Casos / Por Dr. Emmanuel Langone
Una madre no podrá publicar fotos de su hijo en redes sin permiso del padre: El límite de la exposición digital
La exposición digital sin control no es un acto inofensivo. Cada imagen, cada video compartido, genera una huella digital permanente que puede condicionar la vida futura de un niño.En un reciente y crucial fallo el Juzgado de Familia N° 1 de Monteros, Tucumán, ha puesto freno a una práctica cada vez más común: la sobreexposición de la imagen de menores en redes sociales por parte de sus propios padres.
La decisión sienta un importante precedente, ya que prohíbe a una madre publicar imágenes de su hijo sin el consentimiento del padre, especialmente cuando éstas se utilizan con fines comerciales.
Este caso surgió a raíz de la medida cautelar innovadora solicitada por un padre no conviviente. Su preocupación radicaba en la exposición pública sostenida de la imagen de su hijo en diversas plataformas, sin su consentimiento, lo que, según argumentó, podría tener consecuencias irreparables sobre la intimidad, la identidad digital y la dignidad del menor. Y a mi manera de ver las cosas, no le falta razón.
La resolución judicial subraya una verdad ineludible en el siglo XXI: la exposición digital sin control no es un acto inofensivo. Cada imagen, cada video compartido, genera una huella digital permanente que puede condicionar la vida futura de un niño. Esto no sólo afecta su reputación y su privacidad, sino que también puede poner en riesgo su seguridad y coartar su progresiva autonomía, como bien lo señala la Observación General Nº 25 del Comité de los Derechos del Niño.

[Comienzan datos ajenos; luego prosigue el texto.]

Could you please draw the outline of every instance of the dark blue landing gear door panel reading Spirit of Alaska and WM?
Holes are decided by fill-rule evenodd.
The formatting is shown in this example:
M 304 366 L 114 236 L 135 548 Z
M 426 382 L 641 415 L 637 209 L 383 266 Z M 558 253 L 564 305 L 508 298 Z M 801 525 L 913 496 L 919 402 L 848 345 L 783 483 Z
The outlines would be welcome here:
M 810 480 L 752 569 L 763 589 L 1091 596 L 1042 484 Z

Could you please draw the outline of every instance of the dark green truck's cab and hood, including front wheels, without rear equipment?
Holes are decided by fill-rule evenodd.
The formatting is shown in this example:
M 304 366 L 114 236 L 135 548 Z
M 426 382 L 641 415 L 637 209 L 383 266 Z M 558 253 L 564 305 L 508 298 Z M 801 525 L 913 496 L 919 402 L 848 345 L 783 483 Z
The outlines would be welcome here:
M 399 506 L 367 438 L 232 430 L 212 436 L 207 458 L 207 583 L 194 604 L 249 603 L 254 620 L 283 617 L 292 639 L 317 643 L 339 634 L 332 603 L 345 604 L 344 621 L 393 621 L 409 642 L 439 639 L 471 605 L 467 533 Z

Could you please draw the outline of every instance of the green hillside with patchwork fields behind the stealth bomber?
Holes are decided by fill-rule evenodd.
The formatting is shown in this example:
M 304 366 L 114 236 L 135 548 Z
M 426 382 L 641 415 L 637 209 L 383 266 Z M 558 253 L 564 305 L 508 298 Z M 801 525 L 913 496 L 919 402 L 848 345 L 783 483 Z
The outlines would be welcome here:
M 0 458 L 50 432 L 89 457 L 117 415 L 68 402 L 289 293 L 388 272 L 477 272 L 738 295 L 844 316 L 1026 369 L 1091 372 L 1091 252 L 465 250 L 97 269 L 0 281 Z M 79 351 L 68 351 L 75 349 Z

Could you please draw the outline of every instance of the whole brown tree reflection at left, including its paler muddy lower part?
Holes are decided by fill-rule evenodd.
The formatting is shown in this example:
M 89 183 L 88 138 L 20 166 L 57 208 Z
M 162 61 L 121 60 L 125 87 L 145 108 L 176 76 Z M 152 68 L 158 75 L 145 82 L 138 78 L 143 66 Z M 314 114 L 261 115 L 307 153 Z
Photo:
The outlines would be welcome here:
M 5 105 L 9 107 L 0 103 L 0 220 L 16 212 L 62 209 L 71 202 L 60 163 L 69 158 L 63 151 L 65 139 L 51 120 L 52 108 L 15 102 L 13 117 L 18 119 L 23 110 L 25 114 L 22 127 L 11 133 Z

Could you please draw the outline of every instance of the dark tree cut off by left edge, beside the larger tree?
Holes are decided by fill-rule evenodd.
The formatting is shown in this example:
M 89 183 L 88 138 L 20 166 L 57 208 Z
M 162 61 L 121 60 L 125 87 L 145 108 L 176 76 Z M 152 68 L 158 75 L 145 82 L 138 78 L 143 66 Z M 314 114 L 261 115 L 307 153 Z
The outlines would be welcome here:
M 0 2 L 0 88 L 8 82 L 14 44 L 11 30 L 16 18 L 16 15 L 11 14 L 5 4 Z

La sobreexposición digital, conocida como sharenting o oversharing, incluso cuando se realiza con las mejores intenciones afectuosas o familiares, puede configurar una forma de apropiación simbólica de la identidad del niño. Esto es especialmente preocupante cuando no media el consentimiento del propio menor, según su capacidad progresiva, ni el de ambos representantes legales. El fallo de Tucumán enfatiza que, ante la falta de consentimiento de uno de los progenitores, el deber estatal de protección (art. 19 CADH) adquiere plena operatividad.
Uno de los puntos más agudos de esta sentencia es el reconocimiento de que las imágenes de niños difundidas en plataformas digitales no sólo están sujetas a la mirada pública, sino que también ingresan a un ecosistema donde el contenido se monetiza y, en muchos casos, se transforma en promoción comercial. Y claro, la imagen del niño a esas alturas, ya se convierte en un producto.
El fallo de Monteros es un llamado de atención claro: la identidad digital de un niño, no puede convertirse en una extensión de los intereses de consumo del mundo adulto. Cuando esta frontera se diluye, es imperativo que el Estado intervenga para preservar el derecho fundamental del niño a crecer sin ser utilizado como recurso narrativo o publicitario. Este caso, marca un paso adelante crucial en la protección de los derechos de los niños en el vasto y complejo universo digital.